Eric Klinenberg, an NYU sociologist, has generated some interest with Going Solo: The Extraordinary Rise and Surprising Appeal of Living Alone. He starts with the fact that about a quarter of American households today are made up of one person - more than the number of married-with-children households.
Klinenberg does treat the mostly sad cases of poor people living alone, especially the frail elderly. But his real interest is in the young and financially secure solo living group, who make New York their capital.

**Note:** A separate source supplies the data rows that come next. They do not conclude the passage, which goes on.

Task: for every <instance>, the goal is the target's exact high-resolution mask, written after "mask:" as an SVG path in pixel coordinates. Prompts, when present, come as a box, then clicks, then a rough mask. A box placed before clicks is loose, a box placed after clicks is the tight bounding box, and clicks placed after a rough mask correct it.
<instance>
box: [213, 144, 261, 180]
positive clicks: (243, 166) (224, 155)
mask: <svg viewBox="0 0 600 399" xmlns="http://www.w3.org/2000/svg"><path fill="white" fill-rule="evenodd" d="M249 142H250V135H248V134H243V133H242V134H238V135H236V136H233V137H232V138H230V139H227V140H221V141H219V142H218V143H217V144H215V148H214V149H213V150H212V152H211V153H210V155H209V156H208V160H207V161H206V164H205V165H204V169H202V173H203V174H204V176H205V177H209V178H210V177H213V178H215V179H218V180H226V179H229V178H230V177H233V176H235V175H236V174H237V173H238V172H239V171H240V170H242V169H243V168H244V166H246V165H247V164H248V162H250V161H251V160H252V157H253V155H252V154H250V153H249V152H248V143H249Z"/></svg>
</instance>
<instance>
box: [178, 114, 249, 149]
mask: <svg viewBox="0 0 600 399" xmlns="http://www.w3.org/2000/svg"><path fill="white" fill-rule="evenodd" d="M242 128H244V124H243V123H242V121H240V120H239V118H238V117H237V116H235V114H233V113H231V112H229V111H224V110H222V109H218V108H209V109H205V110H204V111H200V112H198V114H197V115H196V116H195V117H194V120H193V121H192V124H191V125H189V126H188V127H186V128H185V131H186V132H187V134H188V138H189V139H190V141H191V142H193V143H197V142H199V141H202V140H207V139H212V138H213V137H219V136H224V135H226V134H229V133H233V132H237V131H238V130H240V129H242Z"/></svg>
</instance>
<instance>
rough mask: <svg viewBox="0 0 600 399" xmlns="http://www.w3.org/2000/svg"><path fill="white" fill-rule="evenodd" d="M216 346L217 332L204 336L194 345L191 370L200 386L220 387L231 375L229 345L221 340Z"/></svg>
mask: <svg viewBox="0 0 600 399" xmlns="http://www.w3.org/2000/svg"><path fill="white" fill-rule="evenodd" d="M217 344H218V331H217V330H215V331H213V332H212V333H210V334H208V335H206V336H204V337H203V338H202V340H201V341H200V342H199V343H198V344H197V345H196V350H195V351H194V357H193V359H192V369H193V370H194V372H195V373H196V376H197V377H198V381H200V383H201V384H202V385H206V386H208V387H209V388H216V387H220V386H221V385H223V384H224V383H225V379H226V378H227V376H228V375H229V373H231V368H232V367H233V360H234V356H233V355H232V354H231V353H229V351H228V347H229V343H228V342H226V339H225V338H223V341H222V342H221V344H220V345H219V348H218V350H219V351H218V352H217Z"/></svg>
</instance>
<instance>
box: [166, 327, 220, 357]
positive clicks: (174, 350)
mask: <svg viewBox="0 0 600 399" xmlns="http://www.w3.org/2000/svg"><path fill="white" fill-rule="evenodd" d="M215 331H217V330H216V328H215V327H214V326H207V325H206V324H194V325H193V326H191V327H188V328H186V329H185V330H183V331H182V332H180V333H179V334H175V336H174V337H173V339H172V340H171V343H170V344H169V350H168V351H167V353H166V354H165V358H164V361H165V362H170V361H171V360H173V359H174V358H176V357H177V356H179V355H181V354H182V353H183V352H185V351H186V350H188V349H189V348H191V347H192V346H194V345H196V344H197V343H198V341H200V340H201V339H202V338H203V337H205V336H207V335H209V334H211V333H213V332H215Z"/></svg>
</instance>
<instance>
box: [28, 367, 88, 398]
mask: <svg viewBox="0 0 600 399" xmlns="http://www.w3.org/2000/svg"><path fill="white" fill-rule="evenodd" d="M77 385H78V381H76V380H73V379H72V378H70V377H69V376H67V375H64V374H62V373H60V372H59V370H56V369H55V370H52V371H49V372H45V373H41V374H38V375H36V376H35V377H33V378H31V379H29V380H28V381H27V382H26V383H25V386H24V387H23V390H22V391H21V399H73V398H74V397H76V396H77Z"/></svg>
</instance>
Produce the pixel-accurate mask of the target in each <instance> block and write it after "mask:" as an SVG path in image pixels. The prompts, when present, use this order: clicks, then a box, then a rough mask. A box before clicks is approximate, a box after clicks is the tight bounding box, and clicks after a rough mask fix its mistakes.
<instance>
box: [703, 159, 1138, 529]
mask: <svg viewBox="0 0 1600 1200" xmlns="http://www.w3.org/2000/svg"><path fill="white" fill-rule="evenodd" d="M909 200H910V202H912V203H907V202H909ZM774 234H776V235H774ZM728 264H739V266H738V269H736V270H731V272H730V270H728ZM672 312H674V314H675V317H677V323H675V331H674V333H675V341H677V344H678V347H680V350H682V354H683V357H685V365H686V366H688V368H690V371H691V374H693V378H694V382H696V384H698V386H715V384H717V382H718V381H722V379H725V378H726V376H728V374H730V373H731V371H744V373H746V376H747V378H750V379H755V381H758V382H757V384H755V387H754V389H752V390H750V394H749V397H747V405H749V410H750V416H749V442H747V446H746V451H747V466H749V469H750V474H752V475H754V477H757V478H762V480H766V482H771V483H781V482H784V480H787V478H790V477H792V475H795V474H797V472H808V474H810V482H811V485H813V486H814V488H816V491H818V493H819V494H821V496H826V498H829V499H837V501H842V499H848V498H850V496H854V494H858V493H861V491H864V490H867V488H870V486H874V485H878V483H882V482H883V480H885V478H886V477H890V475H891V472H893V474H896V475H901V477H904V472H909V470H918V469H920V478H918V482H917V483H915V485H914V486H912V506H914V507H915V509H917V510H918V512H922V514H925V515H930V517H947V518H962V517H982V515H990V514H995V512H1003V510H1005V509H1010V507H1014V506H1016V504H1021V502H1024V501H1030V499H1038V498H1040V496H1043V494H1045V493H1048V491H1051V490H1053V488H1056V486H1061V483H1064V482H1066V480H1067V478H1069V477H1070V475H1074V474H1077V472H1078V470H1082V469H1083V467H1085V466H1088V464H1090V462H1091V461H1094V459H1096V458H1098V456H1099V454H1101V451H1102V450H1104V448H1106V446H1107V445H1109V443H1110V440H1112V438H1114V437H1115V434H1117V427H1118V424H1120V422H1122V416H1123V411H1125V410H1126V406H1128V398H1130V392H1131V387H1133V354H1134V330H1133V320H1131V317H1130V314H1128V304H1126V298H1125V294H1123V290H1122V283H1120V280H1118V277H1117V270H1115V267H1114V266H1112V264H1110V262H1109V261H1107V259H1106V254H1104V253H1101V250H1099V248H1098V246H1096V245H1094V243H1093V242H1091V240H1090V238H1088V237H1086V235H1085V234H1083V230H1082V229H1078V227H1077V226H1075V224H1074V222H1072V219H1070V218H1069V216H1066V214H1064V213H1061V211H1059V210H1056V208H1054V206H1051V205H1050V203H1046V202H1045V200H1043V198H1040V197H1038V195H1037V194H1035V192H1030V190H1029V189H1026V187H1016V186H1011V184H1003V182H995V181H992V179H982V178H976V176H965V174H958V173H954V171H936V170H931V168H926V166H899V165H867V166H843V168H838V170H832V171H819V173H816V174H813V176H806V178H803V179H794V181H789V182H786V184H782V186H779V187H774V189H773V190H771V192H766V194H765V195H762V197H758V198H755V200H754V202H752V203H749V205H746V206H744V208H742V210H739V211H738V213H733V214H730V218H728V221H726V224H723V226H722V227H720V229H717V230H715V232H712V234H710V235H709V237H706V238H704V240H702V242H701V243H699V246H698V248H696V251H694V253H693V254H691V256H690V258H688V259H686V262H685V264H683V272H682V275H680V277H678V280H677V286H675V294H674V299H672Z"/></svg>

Klinenberg shows that living alone and loving it is a growing fraction of the urban population in developed societies, which is true. He argues that solo living will become the prevailing form of life, especially if a Swedish-style welfare state subsidizes it. He particularly argues that proponents of marriage are fighting a rear-guard action for an anachronistic idea of togetherness. This, I contend, is not true. It is certainly not proven by his cases.
Most young singles, including the young divorced, are looking to marry, as his own evidence shows. Even Exhibit A, the founder of the blog Quirkyalone Sasha Cagen, says that as she gets into her late thirties she, too, is ready to settle down and would like to find a husband.
Most of the old singles are widows who lived out their marriages until death them did part. The fact that they are living alone is not proof that marriage is an anachronism, but that we are a very rich society who can support the old in their own homes. In fact, those who stay married are more likely to have the resources to maintain independent living in their widow or widowerhood.
Going Solo is more of a life stage than a lifestyle.